Goundou: une forme historique de tréponématose endémique (Pian)



Dans la réponse de K Harper concernant la paléopathologie des tréponématoses, il y a deux inexactitudes. Cet auteur écrit que seuls les aspects de carrie sicca permettent de porter un diagnostic avec certitude de tréponématose. Ce n'est pas exact car les aspects de périostites tibiales bilatérales " en lame de sabre" ne sont rencontrés que dans les tréponématoses et d'autre part il existait une forme de pian qui est spécifique : le goundou.
Les patients atteints, tous originaires d'Afrique de l'Ouest, avaient des périostites de la face en forme de boule sur un ou les deux maxillaires associées souvent à des atteintes des membres. Le chirurgien militaire français Botreau-Roussel en a opéré des dizaines en Côte-d'Ivoire au début du 20° siècle.
La redécouverte de ses photos sur plaques de verre et documents originaux à l'Institut de Médecine tropicale du Pharo m'avait permis d'en publier une revue de la littérature (Lancet 2002, 360, 1168-70) avec étude du squelette d'un adolescent décédé au cours de l'intervention pour l'exérèse de ces lésions et conservé au musée Dupuytren à Paris. L'histoire complète des syphilis endémiques et vénérienne reste à écrire.
Le texte de cet article peut être téléchargé en cliquant sur le titre de cette note.

05/11/2009

Scoliose congénitale


Les scolioses décrites en paléopathologie ont été le plus souvent acquises au cours de la vie et en rapport notamment avec des lésions tuberculeuses vertébrales (mal de Pott). Les scolioses congénitales, secondaires donc à une malformation d'un ou plusieurs corps vertébraux sont plus rares. L Kilgore et al (International Journal of Osteoarchaeology, 2009 sous presse on line) en décrivent un cas découvert chez un adulte inhumé dans le site nubien de Kulubnarti (AD 550-800).
Ce sujet adulte présente une scoliose à très forte angulation vers la droite dont le sommet est au niveau de la jonction dorso-lombaire. Il s'y associe une asymétrie des clavicules et des omoplates, des insertions musculaires des os coxaux et des fémurs. La marche ne devait être possible qu'avec l'aide d'une canne, et l'existence de conséquences viscérales, sur la fonction respiratoire notamment, est probable.
Cet exemple permet aux auteurs, à partir de la littérature médicale, d'exposer les différentes anomalies possibles de la formation des ébauches des corps vertébraux vers la 4° semaine embryonnaire et leurs conséquences sur la statique du rachis. L'anomalie la plus fréquente à ce stade est un défaut de segmentation qui entraîne la formation d'un bloc vertébral unissant deux vertèbres ce qui est très fréquent et sans conséquences biomécaniques le plus souvent. Les anomalies de formation d'une hémivertèbre peuvent entraîner, comme dans le cas présenté, un déséquilibre statique important avec des conséquences sur le squelette des ceintures et des membres.

28/08/2009

Spina bifida des Egyptiens adultes

La pathologie rachidienne de deux séries égyptiennes a été étudiée par F.H. Hussien et al (International Journal of Osteoarchaeology, on line sous presse). Le matériel provient de l’oasis de Bahriyat et date de la période gréco-romaine (332-330 BC). Les auteurs ont étudié 848 vertèbres pré-sacrées et 77 sacrums. Ils ont comparé cette population à celle de la nécropole de Giza datée de l’Ancien empire (3000 BC).

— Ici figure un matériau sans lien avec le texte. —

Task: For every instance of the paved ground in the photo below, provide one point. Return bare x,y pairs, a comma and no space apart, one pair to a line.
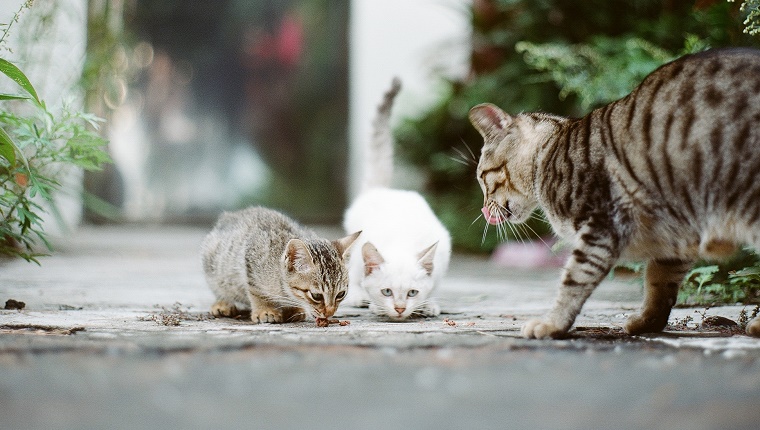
96,347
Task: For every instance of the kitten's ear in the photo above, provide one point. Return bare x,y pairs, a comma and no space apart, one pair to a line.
372,258
489,120
344,244
426,258
297,257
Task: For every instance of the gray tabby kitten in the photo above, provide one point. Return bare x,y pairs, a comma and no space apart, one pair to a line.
266,262
668,174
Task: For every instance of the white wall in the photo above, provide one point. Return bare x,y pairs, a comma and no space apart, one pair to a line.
415,40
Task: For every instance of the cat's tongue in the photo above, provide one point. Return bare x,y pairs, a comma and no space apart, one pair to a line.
493,220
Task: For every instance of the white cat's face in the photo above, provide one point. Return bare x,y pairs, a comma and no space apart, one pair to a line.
397,292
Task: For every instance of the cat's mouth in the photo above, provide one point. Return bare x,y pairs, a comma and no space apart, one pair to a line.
493,219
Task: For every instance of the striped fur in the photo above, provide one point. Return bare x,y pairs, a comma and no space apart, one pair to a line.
264,261
668,174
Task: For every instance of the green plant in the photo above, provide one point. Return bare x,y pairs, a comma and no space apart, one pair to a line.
720,284
752,22
37,148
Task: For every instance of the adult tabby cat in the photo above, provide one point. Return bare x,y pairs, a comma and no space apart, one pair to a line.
668,174
266,262
405,249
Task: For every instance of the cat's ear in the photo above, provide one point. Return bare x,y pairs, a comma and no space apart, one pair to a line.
372,258
297,257
490,121
426,258
343,245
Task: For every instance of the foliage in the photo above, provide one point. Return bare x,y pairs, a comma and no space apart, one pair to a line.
752,22
714,284
36,147
585,69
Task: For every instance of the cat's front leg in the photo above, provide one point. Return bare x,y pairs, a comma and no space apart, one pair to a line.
662,279
223,308
594,255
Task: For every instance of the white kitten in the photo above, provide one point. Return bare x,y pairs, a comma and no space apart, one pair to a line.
405,249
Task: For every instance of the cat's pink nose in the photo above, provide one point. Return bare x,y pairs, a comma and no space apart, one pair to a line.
493,220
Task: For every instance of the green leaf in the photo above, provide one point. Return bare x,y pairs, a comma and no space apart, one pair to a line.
19,77
747,271
7,147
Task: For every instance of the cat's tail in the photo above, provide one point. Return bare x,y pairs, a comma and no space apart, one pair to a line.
378,165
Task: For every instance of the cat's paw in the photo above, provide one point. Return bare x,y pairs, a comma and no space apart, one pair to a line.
224,309
638,324
266,316
753,328
538,329
430,309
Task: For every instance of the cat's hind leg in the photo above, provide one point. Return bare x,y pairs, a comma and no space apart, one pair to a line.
661,283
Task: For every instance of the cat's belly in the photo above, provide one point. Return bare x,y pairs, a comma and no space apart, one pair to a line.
648,247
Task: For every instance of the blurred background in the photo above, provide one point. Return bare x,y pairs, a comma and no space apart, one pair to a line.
208,106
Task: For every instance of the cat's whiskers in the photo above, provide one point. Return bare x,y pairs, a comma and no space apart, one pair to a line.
467,161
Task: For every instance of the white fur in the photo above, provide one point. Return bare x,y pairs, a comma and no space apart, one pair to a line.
401,225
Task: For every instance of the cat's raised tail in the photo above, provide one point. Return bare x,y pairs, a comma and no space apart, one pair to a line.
378,160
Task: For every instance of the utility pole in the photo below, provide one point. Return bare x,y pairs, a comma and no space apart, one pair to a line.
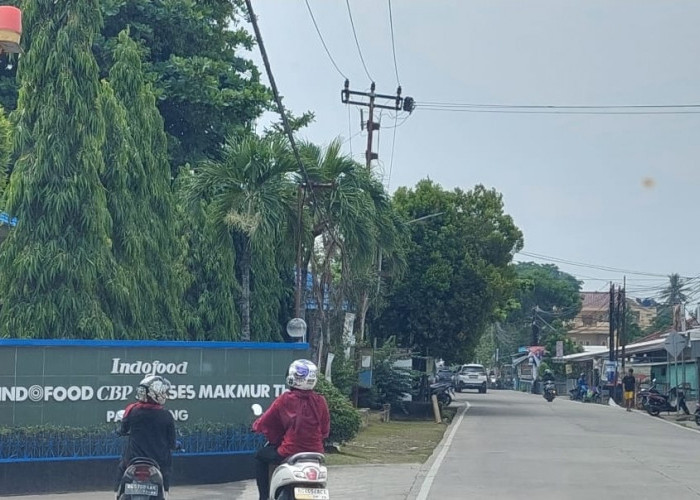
373,101
623,326
611,319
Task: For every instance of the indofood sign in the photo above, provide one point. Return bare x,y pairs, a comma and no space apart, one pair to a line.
81,383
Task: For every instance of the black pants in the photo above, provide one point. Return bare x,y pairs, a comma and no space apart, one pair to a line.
263,458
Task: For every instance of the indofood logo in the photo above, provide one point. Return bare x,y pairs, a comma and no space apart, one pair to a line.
120,367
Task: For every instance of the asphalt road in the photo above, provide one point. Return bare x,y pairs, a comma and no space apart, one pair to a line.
512,445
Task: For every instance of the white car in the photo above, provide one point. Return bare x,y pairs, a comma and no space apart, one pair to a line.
472,376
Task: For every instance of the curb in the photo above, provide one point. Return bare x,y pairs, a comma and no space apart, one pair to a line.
426,467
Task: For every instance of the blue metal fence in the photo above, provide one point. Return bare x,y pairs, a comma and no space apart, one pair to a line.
56,445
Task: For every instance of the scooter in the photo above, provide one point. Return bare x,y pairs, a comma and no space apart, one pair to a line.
444,392
300,477
549,392
142,480
656,403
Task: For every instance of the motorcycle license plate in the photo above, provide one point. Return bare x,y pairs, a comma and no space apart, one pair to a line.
311,494
146,489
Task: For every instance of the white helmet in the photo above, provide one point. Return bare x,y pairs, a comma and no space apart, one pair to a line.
153,387
302,374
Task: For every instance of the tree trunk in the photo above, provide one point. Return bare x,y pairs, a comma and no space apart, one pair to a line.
245,260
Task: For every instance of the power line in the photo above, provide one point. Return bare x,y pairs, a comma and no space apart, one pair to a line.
593,266
393,144
547,106
555,111
357,42
323,42
393,43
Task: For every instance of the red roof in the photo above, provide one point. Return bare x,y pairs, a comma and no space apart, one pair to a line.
595,300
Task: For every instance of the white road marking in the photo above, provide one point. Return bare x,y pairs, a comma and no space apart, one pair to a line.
430,477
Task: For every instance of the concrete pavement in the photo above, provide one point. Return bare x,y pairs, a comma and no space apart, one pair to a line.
391,482
514,445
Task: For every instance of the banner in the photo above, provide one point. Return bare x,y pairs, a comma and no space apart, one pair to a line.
82,383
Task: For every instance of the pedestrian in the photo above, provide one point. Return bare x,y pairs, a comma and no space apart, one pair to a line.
628,385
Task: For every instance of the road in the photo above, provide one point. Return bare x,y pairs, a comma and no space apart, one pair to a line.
512,445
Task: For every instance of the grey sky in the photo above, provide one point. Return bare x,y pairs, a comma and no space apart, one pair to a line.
573,183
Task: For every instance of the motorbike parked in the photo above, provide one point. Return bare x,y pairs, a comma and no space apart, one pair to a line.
444,392
549,391
301,476
672,401
142,480
586,394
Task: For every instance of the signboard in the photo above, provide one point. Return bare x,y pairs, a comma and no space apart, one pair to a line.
83,383
675,343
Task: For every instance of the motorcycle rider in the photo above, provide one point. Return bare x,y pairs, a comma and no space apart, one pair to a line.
297,421
150,427
581,386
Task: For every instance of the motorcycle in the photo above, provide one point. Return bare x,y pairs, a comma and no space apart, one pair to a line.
672,401
549,392
300,477
444,392
142,480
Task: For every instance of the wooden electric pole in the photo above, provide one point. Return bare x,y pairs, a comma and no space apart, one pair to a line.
373,101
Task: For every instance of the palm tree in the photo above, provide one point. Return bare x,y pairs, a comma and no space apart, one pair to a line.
251,194
351,220
675,292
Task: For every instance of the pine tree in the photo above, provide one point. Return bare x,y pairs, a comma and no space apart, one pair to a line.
123,172
5,148
161,277
57,262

Il n’existe pas de différences majeures entre les deux populations de prévalence des lésions dégénératives, traumatiques, d’anomalies transitionnelles lombo-sacrées et de spondylolyses. Des fractures ostéoporotiques sont observées, peu nombreuses et pas de séquelles de maladies infectieuses.

Il faut noté un taux nettement plus élevé de spina bifida dans la série de Bahriyat (62,33%). Nettement plus élevée que dans l’Ancien Empire (3,33%). Les auteurs indiquent que la prévalence des spina bifida est élevée en Egypte et évoquent un facteur génétique avec un taux élevé de consanguité. Ils n’évoquent pas de facteur nutritionnel avec les carences en acide folique au cours de la grossesse pourtant médicalement admises actuellement avec prescription de cette vitamine pour en diminuer la prévalence dans les pays pauvres. Ces auteurs égyptiens signalant le taux élevé actuellement en Egypte, peut-être leur était-il difficile de mettre en avant cette cause bien identifiée y compris en paléopathologie depuis longtemps.

Attention : Il existe donc une erreur dans le tableau 3. Il est indiqué qu’il y a chez l’homme un taux global de spina bifida de 6/41 dont 4/41 incomplets et 21/41 complets. Pour que les taux soient conforment aux totaux, il faut que la prévalence globale des hommes ait été de 25/41 et là il n’y a effectivement pas de différences inter sexes.

26/08/2009

Les hypothèses pathologiques font « flores »


La découverte, il y a quelques années, de restes d’hominidés de petite taille et de morphologie archaïque dans une grotte de l' île de Flores en Indonésie et datés d’environ 18000 ans a ouvert un débat paléoanthropologie versus paléopathologie qui continue. S’agit t’il d’une nouvelle espèce d’hominidés fossiles Homo floresiensis proches des homo erectus qui aurait évolué dans un contexte insulaire vers le nanisme ou de cas pathologiques d’homo sapiens?
Deux hypothèses pathologiques viennent encore d’être récusées. I. Herrshkovitz et al avaient émis l’hypothèse qu’il s’agissait d’un syndrome de Laron, une maladie endocrinienne congénitale très rare responsable d’une insensibilité à l’hormone de croissance (American Journal of Physical Anthropology 2007, 134 : 198-208). Cette hypothèse vient d’être récusée par D. Falk et coll (American Journal of Physical Anthropology 2009, 140 : 52-63).
De même, l’hypothèse d’une déformation du crâne LB1 liée à une atteinte malformative sévère avait été proposée par T Jacob (Proceedings National Academy of Sciences USA 2006 103 13421-6). Des modélisations 3D et de nouvelles études tendent à minorer l’importance de ces déformations. Pour Y. Kaifu et al, il s’agirait d’une plagiocéphalie, anomalie mineure, fréquente et sans conséquences physiologique de la base du crâne (American Journal of Physical Anthropology 2009, 140 : 177-85).
Les hypothèses paléopathologiques pour expliquer la morphologie de ces fossiles ont largement alimentées les revues scientifiques et les réunions internationales. Il semble difficilement admis par certains chercheurs que des hominidés aient pu évoluer vers une espèce endémique naine en étant en milieu isolé comme le firent les éléphants nains de Sicile, les hippopotames de Malte ou les mammouths de la presqu’île de Wrangel en Sibérie.

24/08/2009

Brucellose chez un australopithèque ?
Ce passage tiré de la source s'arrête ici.